重みというなら単位であらわせ
田中角栄が演説でやたらと数字を使ったという逸話があるそうですが、言葉なり文章なりに説得力を持たせるのに欠かせないのは具体性だというわけです。で、わが身を振り返ると・・・
「死刑があるべき理由」を考える人は国際刑事裁判所があるという事実、その歴史の重みを思い起こしておいても良いのではないか
http://d.hatena.ne.jp/yanoz/20080524/p1
と前回書いていたんですが、「歴史の重み」っていういささか陳腐な比喩に流されているあたりにごまかしがあるわけです。どういう重みなのかという部分をきちんと伝えられればもうすこしましな文章になったはず。

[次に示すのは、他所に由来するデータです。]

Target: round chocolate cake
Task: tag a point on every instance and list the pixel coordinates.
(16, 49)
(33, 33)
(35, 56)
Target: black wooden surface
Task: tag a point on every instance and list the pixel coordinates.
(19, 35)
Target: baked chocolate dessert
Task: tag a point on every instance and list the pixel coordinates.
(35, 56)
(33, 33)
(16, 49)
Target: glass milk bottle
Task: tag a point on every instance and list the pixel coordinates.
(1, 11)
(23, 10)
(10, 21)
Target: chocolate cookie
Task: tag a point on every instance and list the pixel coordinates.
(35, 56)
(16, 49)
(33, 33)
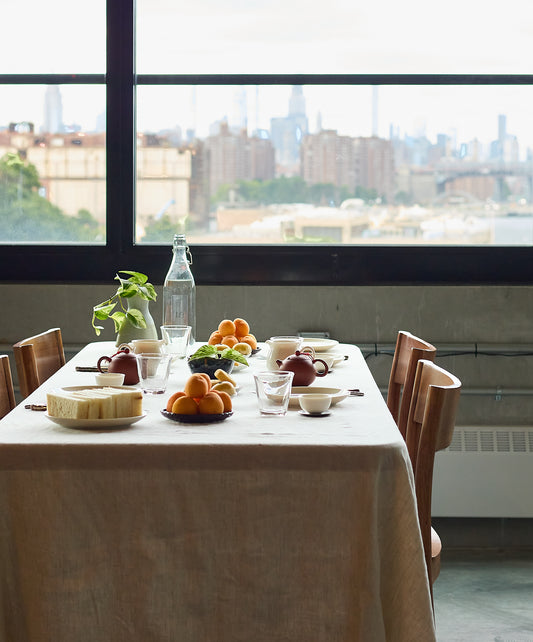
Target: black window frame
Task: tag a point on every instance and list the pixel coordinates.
(317, 264)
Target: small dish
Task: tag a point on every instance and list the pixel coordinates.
(314, 414)
(109, 378)
(95, 424)
(315, 403)
(196, 419)
(337, 394)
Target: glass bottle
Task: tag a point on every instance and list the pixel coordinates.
(179, 289)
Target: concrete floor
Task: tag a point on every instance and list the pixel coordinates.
(485, 596)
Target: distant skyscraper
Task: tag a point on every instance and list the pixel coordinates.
(374, 110)
(287, 133)
(239, 118)
(53, 111)
(297, 102)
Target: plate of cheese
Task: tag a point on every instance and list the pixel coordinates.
(94, 406)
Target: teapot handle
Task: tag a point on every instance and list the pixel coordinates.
(326, 369)
(308, 350)
(108, 359)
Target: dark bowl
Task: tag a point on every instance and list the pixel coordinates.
(210, 364)
(196, 419)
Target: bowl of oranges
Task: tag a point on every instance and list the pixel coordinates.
(234, 334)
(198, 402)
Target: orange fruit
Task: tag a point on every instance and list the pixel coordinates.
(196, 386)
(250, 340)
(172, 399)
(226, 400)
(207, 378)
(230, 340)
(185, 406)
(241, 327)
(214, 338)
(211, 404)
(225, 328)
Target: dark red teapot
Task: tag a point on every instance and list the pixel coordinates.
(303, 366)
(123, 361)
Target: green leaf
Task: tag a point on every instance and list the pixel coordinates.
(102, 312)
(118, 320)
(230, 353)
(204, 351)
(136, 277)
(136, 285)
(136, 318)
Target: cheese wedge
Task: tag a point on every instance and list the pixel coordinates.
(128, 403)
(67, 405)
(101, 403)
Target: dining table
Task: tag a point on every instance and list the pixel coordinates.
(258, 528)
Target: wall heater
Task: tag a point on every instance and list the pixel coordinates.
(485, 472)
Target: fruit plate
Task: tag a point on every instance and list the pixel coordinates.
(337, 394)
(196, 419)
(95, 424)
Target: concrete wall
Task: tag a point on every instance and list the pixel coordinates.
(451, 317)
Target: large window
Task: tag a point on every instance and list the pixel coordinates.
(287, 141)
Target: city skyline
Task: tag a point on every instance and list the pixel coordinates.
(157, 112)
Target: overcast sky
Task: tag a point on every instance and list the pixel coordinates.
(285, 36)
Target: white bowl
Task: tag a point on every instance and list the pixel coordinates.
(315, 403)
(109, 378)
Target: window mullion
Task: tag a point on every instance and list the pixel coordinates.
(120, 137)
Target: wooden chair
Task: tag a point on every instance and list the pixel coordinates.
(37, 358)
(7, 394)
(409, 350)
(430, 427)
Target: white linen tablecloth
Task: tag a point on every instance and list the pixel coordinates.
(256, 529)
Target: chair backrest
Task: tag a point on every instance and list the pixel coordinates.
(408, 352)
(7, 394)
(430, 427)
(37, 358)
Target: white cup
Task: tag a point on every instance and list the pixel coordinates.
(145, 346)
(109, 378)
(314, 403)
(153, 372)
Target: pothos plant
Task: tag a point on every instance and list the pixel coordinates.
(136, 285)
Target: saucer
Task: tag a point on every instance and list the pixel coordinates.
(314, 414)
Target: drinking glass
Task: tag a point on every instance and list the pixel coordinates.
(153, 372)
(176, 340)
(273, 391)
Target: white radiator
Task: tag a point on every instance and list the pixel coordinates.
(486, 472)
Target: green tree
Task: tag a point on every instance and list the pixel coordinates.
(27, 216)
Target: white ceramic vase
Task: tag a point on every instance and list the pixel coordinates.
(129, 332)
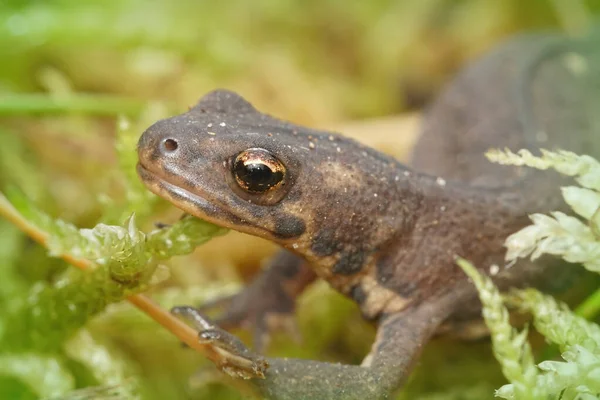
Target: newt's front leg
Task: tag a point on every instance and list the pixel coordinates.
(400, 339)
(269, 302)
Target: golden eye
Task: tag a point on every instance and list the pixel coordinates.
(257, 170)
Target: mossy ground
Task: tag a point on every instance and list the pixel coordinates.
(69, 68)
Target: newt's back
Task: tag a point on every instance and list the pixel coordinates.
(534, 91)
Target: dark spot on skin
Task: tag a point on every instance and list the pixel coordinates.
(323, 243)
(350, 262)
(357, 293)
(289, 226)
(288, 264)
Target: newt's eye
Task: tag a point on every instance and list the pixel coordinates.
(257, 170)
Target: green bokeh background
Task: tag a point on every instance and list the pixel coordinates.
(68, 67)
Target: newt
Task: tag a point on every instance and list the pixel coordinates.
(380, 232)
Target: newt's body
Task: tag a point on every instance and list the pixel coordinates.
(383, 234)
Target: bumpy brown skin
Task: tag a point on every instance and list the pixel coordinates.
(376, 230)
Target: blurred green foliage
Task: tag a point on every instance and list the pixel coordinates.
(70, 68)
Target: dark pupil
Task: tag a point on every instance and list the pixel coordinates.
(258, 177)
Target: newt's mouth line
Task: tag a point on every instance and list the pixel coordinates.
(191, 202)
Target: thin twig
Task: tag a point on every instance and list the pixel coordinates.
(185, 333)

と内心くよくよ思っていたこのごろ、こんな文章を読んだので引用してみましょう。
イスラエルが無視してきた国連決議―これを一部ずつ積み上げるとその重量は九キロを上回る―は国連の名によるただ一人の派兵にもつながらなかったのに対し、イラクをクウェートから撤退させるため「必要なあらゆる手段の行使」を認めたわずか数グラムの安保理決議六七八号は、数百万トンの爆弾の雨に翻訳されたのである。
これは鵜飼哲さんの『抵抗への招待』(みすず書房)という本からの引用です(p.319)*1。
鵜飼さんがベケットと政治との関わりについて講演したのを聴いたことがあり、そのことはここに以前書いていました。
http://d.hatena.ne.jp/yanoz/20050717/p1
この人のフランス仕込みの思想というか批評の姿勢というのは伊達ではないな、と思って感銘を受けた。いつかちゃんと読みたいと思っていたんですが、国際法のことを考えていた最近、豊島区の図書館の書架で見かけて借り出した次第*2。鵜飼さんが、どういう風に件の重さを確かめたのか知りませんが。